🤖 AI Summary
This study presents the first systematic evaluation of the effectiveness of iterative self-reflection in enabling large language models to correct errors in medical question answering. We compare standard chain-of-thought prompting with multi-turn self-reflection prompting on three benchmarks—MedQA, HeadQA, and PubMedQA—using GPT-4o and GPT-4o-mini. Results indicate that self-reflection does not consistently improve accuracy: it yields only marginal gains on MedQA and shows limited or even detrimental effects on HeadQA and PubMedQA, with additional reflection rounds failing to guarantee performance improvements.
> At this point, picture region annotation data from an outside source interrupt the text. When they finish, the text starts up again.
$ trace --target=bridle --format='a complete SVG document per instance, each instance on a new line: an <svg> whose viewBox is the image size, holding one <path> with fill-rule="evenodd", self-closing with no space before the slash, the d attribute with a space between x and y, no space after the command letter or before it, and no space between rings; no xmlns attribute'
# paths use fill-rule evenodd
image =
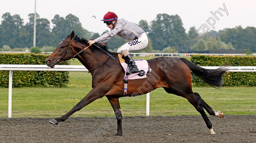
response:
<svg viewBox="0 0 256 143"><path fill-rule="evenodd" d="M81 51L80 51L80 52L79 52L78 53L77 53L76 54L75 54L75 52L74 52L74 50L73 50L73 48L72 48L72 43L73 43L73 41L74 41L74 38L72 38L72 40L71 41L71 43L69 43L69 42L68 41L67 41L66 40L65 40L65 39L63 39L62 40L64 40L64 41L65 41L66 42L67 42L69 44L69 48L68 48L68 49L67 49L67 51L66 51L66 53L65 53L65 55L64 55L64 56L63 57L62 57L62 56L60 57L59 57L59 58L58 58L58 60L57 60L57 61L58 61L58 62L59 62L59 63L62 63L64 61L65 61L65 60L67 60L67 59L70 59L71 58L72 58L72 60L75 60L75 56L76 56L77 55L78 55L78 54L79 54L80 53L81 53L81 52L82 52L83 51L84 51L85 50L86 50L86 49L87 48L89 48L89 47L90 47L90 46L92 46L92 44L90 44L90 45L89 45L89 46L88 46L86 47L85 48L84 48L83 49L82 49ZM104 51L104 52L105 52L105 53L106 54L107 54L107 55L108 55L108 57L107 57L107 60L106 60L106 61L105 61L105 62L104 63L102 63L101 64L101 65L99 65L99 66L97 66L97 67L95 67L95 68L93 68L93 69L92 69L91 70L89 70L89 72L88 72L88 73L90 73L91 72L91 71L92 70L94 70L95 69L96 69L96 68L98 68L98 67L99 67L100 66L102 66L102 65L103 65L103 64L106 64L107 65L108 65L108 66L110 66L110 67L111 67L111 66L110 66L109 65L108 65L108 64L107 63L107 61L108 61L108 58L109 57L109 56L109 56L109 56L110 56L111 57L112 57L112 58L113 58L113 59L114 59L114 60L116 60L116 58L114 58L114 57L113 57L113 56L111 56L111 55L110 55L110 54L109 54L108 53L107 53L105 51L104 51L104 50L103 50L102 49L101 49L101 48L100 48L99 47L99 46L97 46L97 45L95 45L95 44L94 44L94 46L97 46L97 47L98 47L98 48L99 48L99 49L101 49L101 50L102 50L102 51ZM64 56L65 56L65 55L66 55L66 54L67 54L67 53L68 53L68 51L69 51L69 48L70 48L70 47L71 47L71 50L72 50L72 52L73 52L73 53L74 54L74 56L71 56L71 57L69 57L69 58L63 58L63 57L64 57ZM62 59L63 59L63 61L62 61L62 62L60 62L60 61L59 61L59 59L60 59L60 58L62 58Z"/></svg>
<svg viewBox="0 0 256 143"><path fill-rule="evenodd" d="M66 41L69 44L69 48L68 48L68 49L67 50L67 51L66 52L66 53L65 53L65 54L64 55L64 56L63 56L63 57L62 57L62 56L60 57L59 57L59 58L58 58L58 60L57 60L57 61L58 61L58 62L59 62L60 63L62 63L63 62L64 62L64 61L65 61L65 60L66 60L67 59L70 59L70 58L72 58L72 60L75 60L75 56L76 56L77 55L78 55L78 54L79 54L80 53L81 53L83 51L84 51L86 49L87 49L87 48L89 48L89 47L90 47L90 46L91 46L92 45L92 44L90 45L89 45L87 47L86 47L85 48L84 48L83 49L83 50L82 50L81 51L80 51L78 53L76 54L75 54L75 52L74 52L74 50L73 50L73 48L72 47L72 43L73 43L73 41L74 41L74 38L73 38L72 39L72 40L71 41L71 43L69 43L69 41L67 41L66 40L65 40L65 39L63 39L62 40L62 41ZM63 57L65 56L65 55L66 55L66 54L67 54L67 53L68 53L68 52L69 51L69 48L70 48L70 47L71 47L71 49L72 50L72 52L73 52L73 53L74 54L74 56L72 56L69 57L69 58L63 58ZM62 62L60 62L60 60L59 60L59 59L60 58L62 58L62 59L61 59L61 60L63 60L63 61L62 61Z"/></svg>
Our findings highlight a significant gap between reasoning transparency and answer correctness, offering crucial empirical evidence regarding the reliability of these models in safety-critical healthcare applications.
📝 Abstract
Large language models (LLMs) have achieved strong performance on medical question answering (medical QA), and chain-of-thought (CoT) prompting has further improved results by eliciting explicit intermediate reasoning; meanwhile, self-reflective (self-corrective) prompting has been widely claimed to enhance model reliability by prompting LLMs to critique and revise their own reasoning, yet its effectiveness in safety-critical medical settings remains unclear. In this work, we conduct an exploratory analysis of self-reflective reasoning for medical multiple-choice question answering: using GPT-4o and GPT-4o-mini, we compare standard CoT prompting with an iterative self-reflection loop and track how predictions evolve across reflection steps on three widely used medical QA benchmarks (MedQA, HeadQA, and PubMedQA). We analyze whether self-reflection leads to error correction, error persistence, or the introduction of new errors. Our results show that self-reflective prompting does not consistently improve accuracy and its impact is highly dataset- and model-dependent: it yields modest gains on MedQA but provides limited or negative benefits on HeadQA and PubMedQA, and increasing the number of reflection steps does not guarantee better performance. These findings highlight a gap between reasoning transparency and reasoning correctness, suggesting that self-reflective reasoning is better viewed as an analytical tool for understanding model behavior rather than a standalone solution for improving medical QA reliability.